Mr. Robot si conclude nella maniera opposta rispetto alla quale era iniziato, ma tutto sommato prevedibile se si valutano seconda e terza stagione, e cioè nel più completo disordine, nell’accezione positiva e negativa del termine. Prima di andare a vedere alcuni aspetti più particolari degli episodi del 2019, occorre far notare che a livello strettamente narrativo la serie è andata indebolendosi man mano col passare degli episodi, rivelando un’architettura sempre più fragile, sconnessa e ridondante. Esmail ancora una volta si prende l’onere della direzione di tutte le puntate – con risultati più ordinati rispetto agli anni precedenti in termini di costruzione della tensione, virtuosismi limitati e gestione dei tempi) ma appare più debole in fase di scrittura, per la quale il suo soggetto è stato integrato con i contributi di una writing room più affollata del solito. I primi sei episodi sono francamente deboli: è la stasi a emergere nel momento in cui la serie si limita a riacciuffare il bandolo della matassa e a potare i rami secchi, primo fra tutti proprio Tyrell che non ha più senso di esistere (narrativamente parlando) a cui viene dedicato un episodio totalmente gratuito per toglierlo di mezzo, un filler vero e proprio che interrompe per una settimana la storyline principale per poi riprenderla là dove era stata lasciata senza conseguenze di sorta.

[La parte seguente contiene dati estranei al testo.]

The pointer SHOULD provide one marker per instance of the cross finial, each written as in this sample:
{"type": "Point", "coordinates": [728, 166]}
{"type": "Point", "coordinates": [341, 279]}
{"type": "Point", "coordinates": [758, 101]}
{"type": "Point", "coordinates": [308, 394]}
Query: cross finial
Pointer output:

In generale gli espedienti che introducono una seconda parte di stagione già più interessante lasciano intravedere una scarsa programmazione, la cui compensazione è affidata a qualche malriuscito tentativo di ostentare destrezza – l’episodio semi-muto ne è l’esempio più lampante, apparendo a più riprese forzato, schiacciato su una scelta discutibile attuata per arruffianarsi una certa fetta di pubblico. Per farla breve, trentacinque episodi a farci interrogare sullo scopo di Whiterose, la sua idea di nuovo ordine mondiale e il progetto di cancellare il tempo per poi veder arrivare Price che si esibisce in uno spiegone à la Occhi del cuore illustrandoci come uno dei punti interrogativi più complessi di tutta la serie sia stato risolto mettendo assieme un po’ di nozioni estrapolate dal complottismo su Soros. Raffazzonato è dir poco.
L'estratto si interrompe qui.